Government employees studying whether Yucca Mountain would be a suitable place to bury nuclear waste acknowledged in e-mail messages to each other that they had made up details about how they had done their research in order to appear to meet quality standards, according to some of the e-mails made public on Friday.
Some of the frank exchanges included instructions to erase them.
The Energy Department, which is trying to open a waste repository at the site, 100 miles northwest of Las Vegas, announced the existence of the e-mail messages two weeks ago.
On Friday, a subcommittee of the House Committee on government Reform released dozens of pages of the messages.
One analyst wrote that a computer program had generated data that he could not explain, so he withheld it from the quality assurance department, known as QA.
"Don't look at the last 4 lines.
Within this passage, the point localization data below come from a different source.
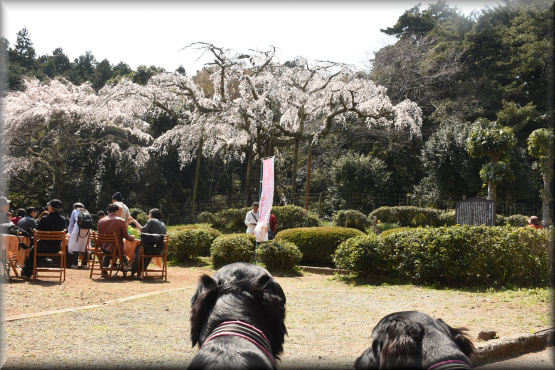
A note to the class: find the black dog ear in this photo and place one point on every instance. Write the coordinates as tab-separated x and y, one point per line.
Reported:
366	361
459	337
201	304
273	304
399	345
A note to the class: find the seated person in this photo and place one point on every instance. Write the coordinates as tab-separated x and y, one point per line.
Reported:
27	224
108	225
4	210
52	222
153	226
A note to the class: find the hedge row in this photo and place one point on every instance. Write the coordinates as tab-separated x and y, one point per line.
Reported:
413	216
233	220
351	218
190	241
275	255
317	244
470	255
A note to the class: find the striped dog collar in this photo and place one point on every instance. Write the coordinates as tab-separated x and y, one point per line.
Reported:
245	331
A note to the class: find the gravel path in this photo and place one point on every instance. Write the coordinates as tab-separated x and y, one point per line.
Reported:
329	324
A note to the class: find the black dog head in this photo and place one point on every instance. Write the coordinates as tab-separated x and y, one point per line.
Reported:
413	340
244	292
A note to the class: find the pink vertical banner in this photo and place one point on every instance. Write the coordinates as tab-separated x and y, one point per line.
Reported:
266	200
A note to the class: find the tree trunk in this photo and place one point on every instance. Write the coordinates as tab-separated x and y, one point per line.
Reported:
546	200
308	169
295	158
197	176
248	177
492	190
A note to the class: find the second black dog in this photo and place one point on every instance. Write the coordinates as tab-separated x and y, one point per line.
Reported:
414	340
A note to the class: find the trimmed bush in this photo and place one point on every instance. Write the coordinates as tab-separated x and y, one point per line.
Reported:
470	255
207	218
293	216
384	226
187	244
279	255
232	220
227	221
231	248
361	253
317	244
393	231
351	218
407	216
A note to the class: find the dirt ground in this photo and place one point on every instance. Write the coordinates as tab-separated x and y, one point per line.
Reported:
23	296
329	322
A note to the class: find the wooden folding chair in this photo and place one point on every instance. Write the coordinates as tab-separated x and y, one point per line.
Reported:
61	254
115	256
9	254
144	270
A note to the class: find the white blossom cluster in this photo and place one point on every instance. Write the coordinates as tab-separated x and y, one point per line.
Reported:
254	97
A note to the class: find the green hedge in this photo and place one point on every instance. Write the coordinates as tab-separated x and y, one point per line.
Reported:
351	218
469	255
279	255
293	216
187	244
317	244
231	248
409	216
232	220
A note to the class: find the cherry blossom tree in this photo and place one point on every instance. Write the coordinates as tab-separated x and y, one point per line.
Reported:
312	98
49	123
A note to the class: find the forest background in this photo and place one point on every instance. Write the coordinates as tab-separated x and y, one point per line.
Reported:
495	65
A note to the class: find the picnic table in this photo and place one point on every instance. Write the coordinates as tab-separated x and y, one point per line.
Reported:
129	248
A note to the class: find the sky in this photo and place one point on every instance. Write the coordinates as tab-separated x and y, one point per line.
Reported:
149	33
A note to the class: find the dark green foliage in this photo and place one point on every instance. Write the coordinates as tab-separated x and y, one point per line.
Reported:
469	255
351	218
408	216
448	164
355	173
279	255
187	244
233	220
360	254
231	248
317	244
230	220
207	218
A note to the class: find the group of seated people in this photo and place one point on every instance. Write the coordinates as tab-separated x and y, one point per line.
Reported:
78	228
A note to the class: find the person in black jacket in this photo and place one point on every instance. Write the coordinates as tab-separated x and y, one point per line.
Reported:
51	222
153	226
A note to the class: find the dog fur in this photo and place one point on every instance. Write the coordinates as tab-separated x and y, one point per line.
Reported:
414	340
244	292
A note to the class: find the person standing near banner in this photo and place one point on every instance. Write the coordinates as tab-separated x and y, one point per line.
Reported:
251	219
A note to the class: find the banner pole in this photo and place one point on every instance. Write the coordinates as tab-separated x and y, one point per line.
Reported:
259	194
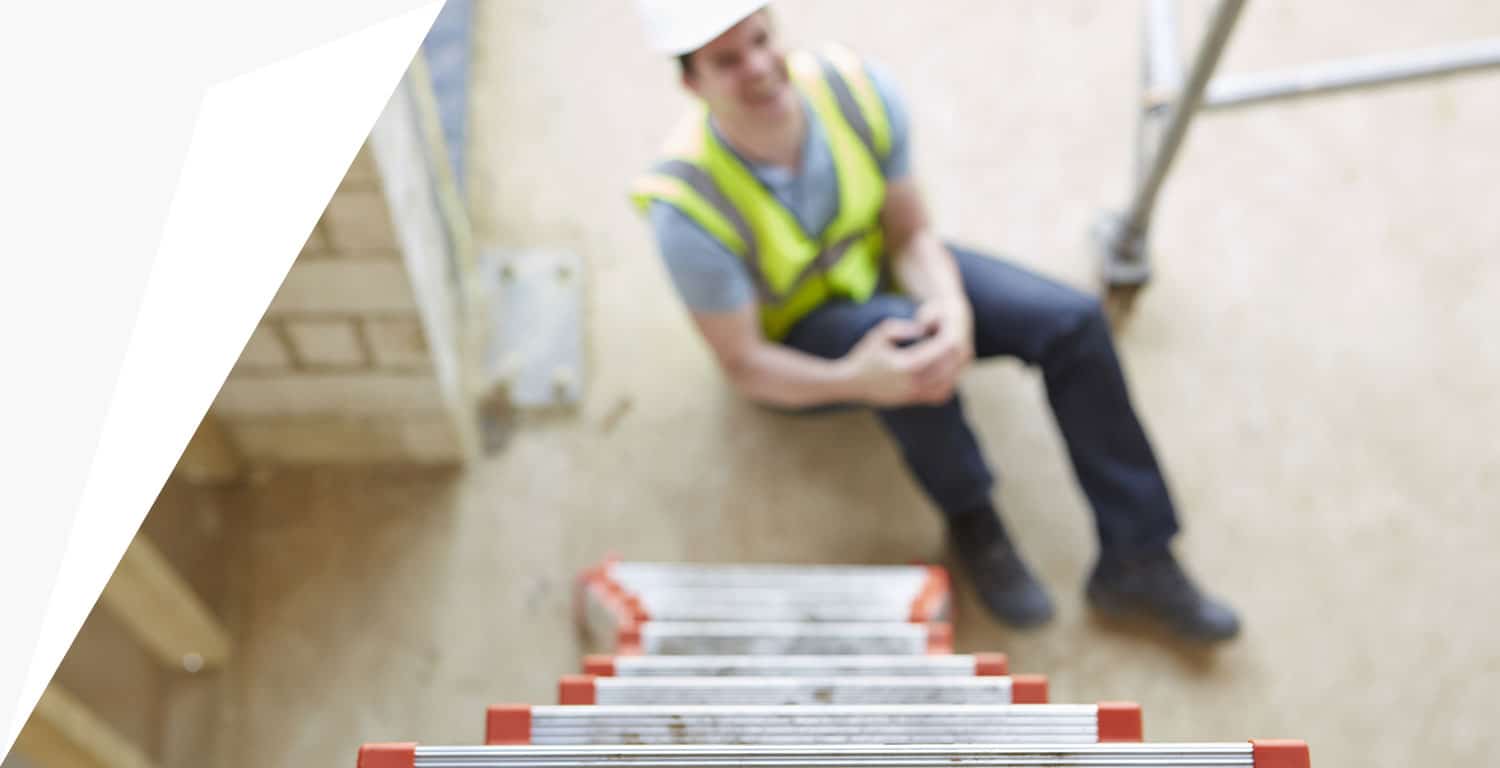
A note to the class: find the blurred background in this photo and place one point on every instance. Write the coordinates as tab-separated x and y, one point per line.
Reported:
477	380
Those are a mystery," wrote the scientist."
"In the end I keep track of 2 sets of files, the ones that will keep QA happy and the ones that were actually used," he wrote.
B. John Garrick, the chairman of the Nuclear Waste Technical Review Board, a group of independent experts established by Congress to monitor the Energy Department, said it was too soon to draw conclusions but that "it is disturbing to see such loosely framed discussions between scientists."
Falsifying work
The theme running through the messages was that employees were performing work that they did not believe would meet the standards set by the quality assurance inspectors, and were sometimes falsifying their work in ways that they believed would satisfy the inspectors.
One scientist wrote that he feared he would be "taken to the cleaners" by the inspectors because his work did not refer to an established procedure laid out in a scientific notebook, and he asked if he should create such a notebook "and back-date the whole thing??"
`Sound science'
The Energy Department and the White House had said repeatedly that their recommendation of the site was based on "sound science."
"If the project has been based upon science, and the science is not correct, it puts the whole project in jeopardy," Representative Jon Porter of Nevada, a Republican who is a longtime opponent of storing waste at Yucca, said.
"I believe these e-mails show science is not driving the project; it's expedience to get the job done," he said.
In a well-done scientific investigation, he said, the methods used to derive predictions about crucial factors like water infiltration should be transparent and reproducible.
Badly fudged
A lawyer who represents the state of Nevada, Joseph Egan, said that after reading the messages, "You don't know how badly they've fudged this stuff."
Some of the correspondents explicitly discuss problems and say that they do not believe that they make any material difference to the ability of the mountain, a volcanic structure on the edge of the Nevada Test Site, to hold the waste for thousands of years.
To open a repository, the Energy Department must win the approval of the federal Nuclear Regulatory Commission, which has in the past scuttled some projects because of quality assurance problems.
The subcommittee on the federal workforce, which released the e-mail messages, plans to hold a hearing on Yucca on Tuesday.